Showing that there is more in common between paintings and modern athletes than most might think, ArtButMakeItSports has gained quite the following by combining excellent sports photography with classic artwork.

ArtButMakeItSports is operated by LJ Rader, a Director of Product at a sports and data and technology company. What started out as a way to bring smiles to his friends and family has grown into a very popular sports-based Twitter account that has become fairly well-known in the sports photography community.

“I’m a long-time sports fan and I work in the industry, and I’ve viewed everything through a sports lens for as long as I remember,” Rader tells PetaPixel.

“It started as a way to crack my friends and family up — I’d go to museums and post art with sports captions on my personal Instagram. Over time, my friends convinced me to turn it into its own account, and I eventually started to focus on the match-ups because it resonated with people. And now I guess it’s garnered a fairly large following, which is fun to see.”

Rader says that sports are particularly conducive to this type of mashup artwork because they both are heavily stepped in movement, fluidity, character, drama, and expressions.

“A lot of sports photographers consciously or subconsciously incorporate artistic techniques when framing shots. It all comes together to match up nicely,” he says.

Rader believes that the account has gotten popular because it is so relatable: viewers don’t need to know about sports or art to understand clever image comparisons. The account has gotten so popular that sports photographers will even reach out directly to Rader to ask him to create one of his juxtapositions.

“I see them just as much as artists as the artists of the work they’re paired with, so I try my hardest to make sure they’re tagged in the matchups.
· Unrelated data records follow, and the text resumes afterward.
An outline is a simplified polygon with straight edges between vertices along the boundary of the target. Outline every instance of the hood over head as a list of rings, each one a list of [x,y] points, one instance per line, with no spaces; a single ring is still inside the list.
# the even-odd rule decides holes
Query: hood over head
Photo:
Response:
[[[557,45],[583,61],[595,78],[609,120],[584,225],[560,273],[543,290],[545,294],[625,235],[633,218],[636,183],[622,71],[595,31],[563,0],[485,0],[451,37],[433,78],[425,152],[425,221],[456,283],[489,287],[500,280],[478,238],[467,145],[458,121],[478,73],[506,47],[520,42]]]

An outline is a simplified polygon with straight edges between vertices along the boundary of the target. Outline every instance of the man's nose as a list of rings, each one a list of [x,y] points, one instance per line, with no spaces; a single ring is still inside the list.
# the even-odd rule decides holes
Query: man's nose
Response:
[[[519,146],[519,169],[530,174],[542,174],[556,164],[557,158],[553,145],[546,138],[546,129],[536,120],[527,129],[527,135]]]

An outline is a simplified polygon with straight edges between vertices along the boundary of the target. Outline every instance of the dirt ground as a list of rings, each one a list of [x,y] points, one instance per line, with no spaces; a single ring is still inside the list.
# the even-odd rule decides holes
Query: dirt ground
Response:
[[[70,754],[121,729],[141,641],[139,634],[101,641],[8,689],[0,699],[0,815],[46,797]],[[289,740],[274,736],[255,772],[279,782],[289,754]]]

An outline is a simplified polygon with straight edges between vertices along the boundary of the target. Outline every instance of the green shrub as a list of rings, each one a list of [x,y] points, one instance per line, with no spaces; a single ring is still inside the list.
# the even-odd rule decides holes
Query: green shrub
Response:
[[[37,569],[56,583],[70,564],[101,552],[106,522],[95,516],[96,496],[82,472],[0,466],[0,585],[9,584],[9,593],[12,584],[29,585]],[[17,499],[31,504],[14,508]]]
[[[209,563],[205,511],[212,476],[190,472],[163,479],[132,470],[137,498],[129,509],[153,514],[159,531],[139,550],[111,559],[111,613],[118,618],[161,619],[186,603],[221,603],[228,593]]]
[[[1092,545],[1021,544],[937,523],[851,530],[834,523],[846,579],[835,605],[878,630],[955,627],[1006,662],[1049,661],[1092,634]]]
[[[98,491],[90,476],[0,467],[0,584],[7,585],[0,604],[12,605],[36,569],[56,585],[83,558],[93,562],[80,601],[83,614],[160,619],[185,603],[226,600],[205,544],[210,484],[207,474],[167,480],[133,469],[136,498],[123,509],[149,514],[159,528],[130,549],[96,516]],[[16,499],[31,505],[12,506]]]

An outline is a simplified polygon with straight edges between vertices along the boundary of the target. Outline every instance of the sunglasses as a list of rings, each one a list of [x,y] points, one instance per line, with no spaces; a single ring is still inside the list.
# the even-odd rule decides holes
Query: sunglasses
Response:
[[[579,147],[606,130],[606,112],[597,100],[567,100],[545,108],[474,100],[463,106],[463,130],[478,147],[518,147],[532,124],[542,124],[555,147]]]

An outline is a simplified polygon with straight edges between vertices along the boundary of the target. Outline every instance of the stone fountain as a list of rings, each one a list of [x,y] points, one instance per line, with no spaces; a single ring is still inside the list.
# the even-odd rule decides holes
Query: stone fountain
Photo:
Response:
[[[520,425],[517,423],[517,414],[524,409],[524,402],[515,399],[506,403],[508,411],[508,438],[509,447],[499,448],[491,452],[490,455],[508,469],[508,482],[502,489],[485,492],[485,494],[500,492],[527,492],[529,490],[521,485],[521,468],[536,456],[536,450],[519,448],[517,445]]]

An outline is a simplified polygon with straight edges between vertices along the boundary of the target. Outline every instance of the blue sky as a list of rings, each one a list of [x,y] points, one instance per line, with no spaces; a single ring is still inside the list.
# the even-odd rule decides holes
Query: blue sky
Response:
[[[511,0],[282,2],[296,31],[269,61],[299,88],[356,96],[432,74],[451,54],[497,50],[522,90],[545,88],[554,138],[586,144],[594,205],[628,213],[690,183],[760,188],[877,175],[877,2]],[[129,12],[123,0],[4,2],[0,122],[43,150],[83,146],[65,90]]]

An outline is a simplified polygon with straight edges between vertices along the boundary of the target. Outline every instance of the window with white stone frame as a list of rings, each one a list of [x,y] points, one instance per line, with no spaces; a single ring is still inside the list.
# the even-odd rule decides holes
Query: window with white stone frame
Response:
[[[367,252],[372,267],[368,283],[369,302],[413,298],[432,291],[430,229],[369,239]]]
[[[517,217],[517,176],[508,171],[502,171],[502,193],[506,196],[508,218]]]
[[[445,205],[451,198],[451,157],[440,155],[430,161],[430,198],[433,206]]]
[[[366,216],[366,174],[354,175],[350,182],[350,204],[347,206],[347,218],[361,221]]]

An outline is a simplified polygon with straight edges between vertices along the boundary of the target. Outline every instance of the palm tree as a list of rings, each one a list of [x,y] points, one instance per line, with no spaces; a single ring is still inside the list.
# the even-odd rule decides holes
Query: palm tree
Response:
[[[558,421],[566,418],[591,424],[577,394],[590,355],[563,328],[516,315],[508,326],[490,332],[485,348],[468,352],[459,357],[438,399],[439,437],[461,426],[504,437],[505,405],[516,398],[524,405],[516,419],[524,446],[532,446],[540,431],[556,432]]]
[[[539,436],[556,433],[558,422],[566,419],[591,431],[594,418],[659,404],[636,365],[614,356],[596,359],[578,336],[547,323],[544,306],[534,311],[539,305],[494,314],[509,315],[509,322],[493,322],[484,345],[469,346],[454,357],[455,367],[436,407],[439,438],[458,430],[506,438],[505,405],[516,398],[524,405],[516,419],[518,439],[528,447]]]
I’ve become friends with some, and have talked to a few about their process, because I find it fascinating,” he continues.

Part of what makes Rader’s account so popular is the speed at which he is able to produce the comparisons. Perhaps more impressive is that Rader is able to do this without formal training in art history — he just has a good memory.

“I took a class in college, but nothing official outside of that. I’ve spent a significant amount of time in museums and galleries, and a lot more in Wikipedia wormholes. So while I’m not classically trained in art history, I’ve definitely seen and captured a lot,” he explains.

“I have around 10,000 photos of art on my phone that I’ve taken, and fairly extensive knowledge of famous paintings even if I haven’t photographed them in person. So when I see a sports image, sometimes I have a pretty good sense of what it would be — I’ve started to realize that I have kind of a photographic memory of images that I’ve taken — right off the bat,” Rader continues.

“Sometimes, it immediately evokes an art history theme, such as the Lamentation, and then it’s a matter of looking through versions to see what fits best. And then finally, sometimes it visually matches an artist’s style, and then it’s about looking though what works best. Between those methods, something usually comes together. People always ask, but I don’t use any AI, and it’s just me running the account”

The ArtButMakeItSports account is mostly a hobby, though Rader has tried to find a way to monetize it so he can dedicate more time to making more compositions.

“I made some merch, mostly just to learn how to use Shopify and see if it was something I could pull off by myself. If there’s a way to make money from it without compromising the content, I’d be all ears, and it’d be cool if it allowed me to spend more time on it, but I very much just do it as a hobby. It keeps me sharp and allows me to interact with a fun community,” he says.